Moment of inertia of superconductors

TL;DR

This paper predicts an increase in the bulk moment of inertia of superconductors due to superfluid electrons acquiring intrinsic inertia, leading to a different rotational behavior than conventional theories suggest.

Contribution

It introduces a new understanding of the moment of inertia in superconductors, challenging conventional BCS-London theory predictions.

Findings

Superfluid electrons acquire an intrinsic moment of inertia $m_e (2\lambda_L)^2$.

The bulk moment of inertia per unit volume increases by $m_e/(\pi r_c)$.

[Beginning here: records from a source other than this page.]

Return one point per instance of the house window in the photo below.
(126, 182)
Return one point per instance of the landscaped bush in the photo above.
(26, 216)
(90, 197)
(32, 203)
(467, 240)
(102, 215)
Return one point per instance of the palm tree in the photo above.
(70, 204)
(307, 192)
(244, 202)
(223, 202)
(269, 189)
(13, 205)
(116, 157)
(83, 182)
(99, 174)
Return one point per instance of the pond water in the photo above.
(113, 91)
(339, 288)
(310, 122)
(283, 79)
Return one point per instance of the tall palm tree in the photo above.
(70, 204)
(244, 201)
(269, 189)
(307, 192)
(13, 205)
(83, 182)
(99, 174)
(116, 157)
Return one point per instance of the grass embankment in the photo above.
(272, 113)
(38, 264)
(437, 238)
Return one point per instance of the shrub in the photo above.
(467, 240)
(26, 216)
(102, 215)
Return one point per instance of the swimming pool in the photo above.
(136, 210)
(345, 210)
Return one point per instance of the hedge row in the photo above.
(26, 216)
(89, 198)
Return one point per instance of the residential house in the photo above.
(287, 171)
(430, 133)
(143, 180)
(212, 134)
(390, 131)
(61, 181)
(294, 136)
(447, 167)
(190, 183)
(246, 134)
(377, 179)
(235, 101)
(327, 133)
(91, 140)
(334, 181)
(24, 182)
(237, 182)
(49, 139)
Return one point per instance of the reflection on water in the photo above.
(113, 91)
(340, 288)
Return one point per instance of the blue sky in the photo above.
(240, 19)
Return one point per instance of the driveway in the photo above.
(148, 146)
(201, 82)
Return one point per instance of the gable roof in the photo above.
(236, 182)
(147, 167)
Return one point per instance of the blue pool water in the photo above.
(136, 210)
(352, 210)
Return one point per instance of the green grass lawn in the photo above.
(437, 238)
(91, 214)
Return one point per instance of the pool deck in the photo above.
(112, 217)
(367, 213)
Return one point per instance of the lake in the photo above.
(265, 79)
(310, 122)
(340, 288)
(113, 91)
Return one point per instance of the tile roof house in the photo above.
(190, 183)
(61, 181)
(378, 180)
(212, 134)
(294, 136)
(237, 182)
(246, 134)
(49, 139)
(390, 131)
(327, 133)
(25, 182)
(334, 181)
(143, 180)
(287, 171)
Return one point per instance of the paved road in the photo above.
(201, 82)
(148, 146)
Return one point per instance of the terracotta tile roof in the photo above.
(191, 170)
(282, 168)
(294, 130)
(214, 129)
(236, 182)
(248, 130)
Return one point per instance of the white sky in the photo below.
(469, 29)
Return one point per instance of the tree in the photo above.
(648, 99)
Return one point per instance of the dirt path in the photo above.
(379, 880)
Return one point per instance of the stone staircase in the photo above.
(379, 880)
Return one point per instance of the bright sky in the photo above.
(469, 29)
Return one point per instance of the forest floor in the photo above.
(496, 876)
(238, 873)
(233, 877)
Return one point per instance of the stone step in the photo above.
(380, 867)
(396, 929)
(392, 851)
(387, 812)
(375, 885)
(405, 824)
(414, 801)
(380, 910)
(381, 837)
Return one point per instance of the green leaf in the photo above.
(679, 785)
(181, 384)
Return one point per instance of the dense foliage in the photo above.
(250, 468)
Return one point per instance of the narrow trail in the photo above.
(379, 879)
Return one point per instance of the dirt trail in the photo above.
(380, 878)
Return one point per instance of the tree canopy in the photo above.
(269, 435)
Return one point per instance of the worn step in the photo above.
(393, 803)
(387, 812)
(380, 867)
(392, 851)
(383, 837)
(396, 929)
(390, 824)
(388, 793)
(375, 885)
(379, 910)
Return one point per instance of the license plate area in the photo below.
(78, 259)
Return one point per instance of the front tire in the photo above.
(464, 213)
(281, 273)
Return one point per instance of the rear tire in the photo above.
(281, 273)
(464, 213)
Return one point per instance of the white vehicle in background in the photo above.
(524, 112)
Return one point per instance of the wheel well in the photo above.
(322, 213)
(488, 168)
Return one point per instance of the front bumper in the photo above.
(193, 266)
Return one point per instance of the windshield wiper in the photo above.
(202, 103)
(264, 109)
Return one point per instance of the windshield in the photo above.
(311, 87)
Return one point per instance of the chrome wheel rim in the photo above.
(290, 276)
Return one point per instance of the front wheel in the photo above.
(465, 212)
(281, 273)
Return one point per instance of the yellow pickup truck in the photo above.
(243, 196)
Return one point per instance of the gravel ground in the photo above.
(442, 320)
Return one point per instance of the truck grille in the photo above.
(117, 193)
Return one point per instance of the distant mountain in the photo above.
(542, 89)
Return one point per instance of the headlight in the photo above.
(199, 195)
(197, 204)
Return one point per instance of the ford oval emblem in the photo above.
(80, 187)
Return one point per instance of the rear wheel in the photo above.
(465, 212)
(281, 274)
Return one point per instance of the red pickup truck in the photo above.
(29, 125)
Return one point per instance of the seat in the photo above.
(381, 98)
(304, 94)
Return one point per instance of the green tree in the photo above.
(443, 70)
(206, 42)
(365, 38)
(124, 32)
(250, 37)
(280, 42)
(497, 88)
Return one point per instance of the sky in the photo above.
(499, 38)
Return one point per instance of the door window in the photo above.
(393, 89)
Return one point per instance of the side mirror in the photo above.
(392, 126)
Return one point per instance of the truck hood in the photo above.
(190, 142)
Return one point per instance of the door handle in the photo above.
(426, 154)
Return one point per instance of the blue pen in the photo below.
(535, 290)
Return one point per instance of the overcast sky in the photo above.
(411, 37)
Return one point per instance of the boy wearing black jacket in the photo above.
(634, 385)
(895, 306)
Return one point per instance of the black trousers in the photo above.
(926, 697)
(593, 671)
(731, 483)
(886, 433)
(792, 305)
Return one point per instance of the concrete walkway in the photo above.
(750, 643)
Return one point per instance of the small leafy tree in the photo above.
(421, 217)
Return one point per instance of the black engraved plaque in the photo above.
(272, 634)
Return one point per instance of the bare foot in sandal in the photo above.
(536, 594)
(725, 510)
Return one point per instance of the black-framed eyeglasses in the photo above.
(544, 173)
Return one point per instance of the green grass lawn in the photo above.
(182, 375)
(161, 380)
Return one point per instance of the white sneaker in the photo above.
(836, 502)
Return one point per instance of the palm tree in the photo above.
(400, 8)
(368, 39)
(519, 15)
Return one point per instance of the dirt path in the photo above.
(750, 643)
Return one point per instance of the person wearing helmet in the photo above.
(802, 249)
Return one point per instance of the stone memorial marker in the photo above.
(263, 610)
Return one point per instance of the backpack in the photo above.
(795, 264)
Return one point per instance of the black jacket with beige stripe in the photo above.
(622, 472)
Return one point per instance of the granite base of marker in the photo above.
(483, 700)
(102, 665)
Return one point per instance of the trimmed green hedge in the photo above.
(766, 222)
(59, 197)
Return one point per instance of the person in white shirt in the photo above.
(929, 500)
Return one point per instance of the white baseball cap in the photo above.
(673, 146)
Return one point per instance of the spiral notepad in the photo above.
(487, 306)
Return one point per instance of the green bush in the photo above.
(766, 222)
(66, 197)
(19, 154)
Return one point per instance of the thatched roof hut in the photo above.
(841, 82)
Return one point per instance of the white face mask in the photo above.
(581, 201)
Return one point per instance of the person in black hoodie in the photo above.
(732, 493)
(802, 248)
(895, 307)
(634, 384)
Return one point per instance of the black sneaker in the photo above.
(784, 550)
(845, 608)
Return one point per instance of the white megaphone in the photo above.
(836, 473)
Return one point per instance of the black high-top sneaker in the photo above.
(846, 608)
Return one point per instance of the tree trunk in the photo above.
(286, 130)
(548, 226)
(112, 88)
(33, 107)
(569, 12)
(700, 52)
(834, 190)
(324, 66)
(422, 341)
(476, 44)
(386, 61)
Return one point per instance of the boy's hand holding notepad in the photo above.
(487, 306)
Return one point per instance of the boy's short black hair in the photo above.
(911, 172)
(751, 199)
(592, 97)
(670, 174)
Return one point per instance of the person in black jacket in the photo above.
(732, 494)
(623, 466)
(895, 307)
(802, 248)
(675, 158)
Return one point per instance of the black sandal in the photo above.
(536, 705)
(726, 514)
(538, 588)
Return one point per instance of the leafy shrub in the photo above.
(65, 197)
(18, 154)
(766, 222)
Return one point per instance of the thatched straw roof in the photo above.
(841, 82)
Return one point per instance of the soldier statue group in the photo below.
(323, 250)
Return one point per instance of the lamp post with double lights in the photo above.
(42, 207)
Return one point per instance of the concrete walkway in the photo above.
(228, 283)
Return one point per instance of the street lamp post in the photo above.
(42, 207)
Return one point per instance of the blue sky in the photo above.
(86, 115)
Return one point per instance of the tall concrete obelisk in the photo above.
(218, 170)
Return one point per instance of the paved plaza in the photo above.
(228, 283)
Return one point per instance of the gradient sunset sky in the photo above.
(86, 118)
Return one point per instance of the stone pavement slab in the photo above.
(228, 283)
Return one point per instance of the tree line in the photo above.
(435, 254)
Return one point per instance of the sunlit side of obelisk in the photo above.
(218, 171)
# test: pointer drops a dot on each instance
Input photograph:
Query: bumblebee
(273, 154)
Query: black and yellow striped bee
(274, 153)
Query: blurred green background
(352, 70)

Rotating superconductors do not change their angular velocity upon transitioning to the superconducting state.

Abstract

We find that the bulk moment of inertia per unit volume of a metal becoming superconducting increases by the amount $m_e/(\pi r_c)$, with $m_e$ the bare electron mass and $r_c=e^2/m_e c^2$ the classical electron radius. This is because superfluid electrons acquire an intrinsic moment of inertia $m_e (2\lambda_L)^2$, with $\lambda_L$ the London penetration depth. As a consequence, we predict that when a rotating long cylinder becomes superconducting its angular velocity does not change, contrary to the prediction of conventional BCS-London theory that it will rotate faster. We explain the dynamics of magnetic field generation when a rotating normal metal becomes superconducting.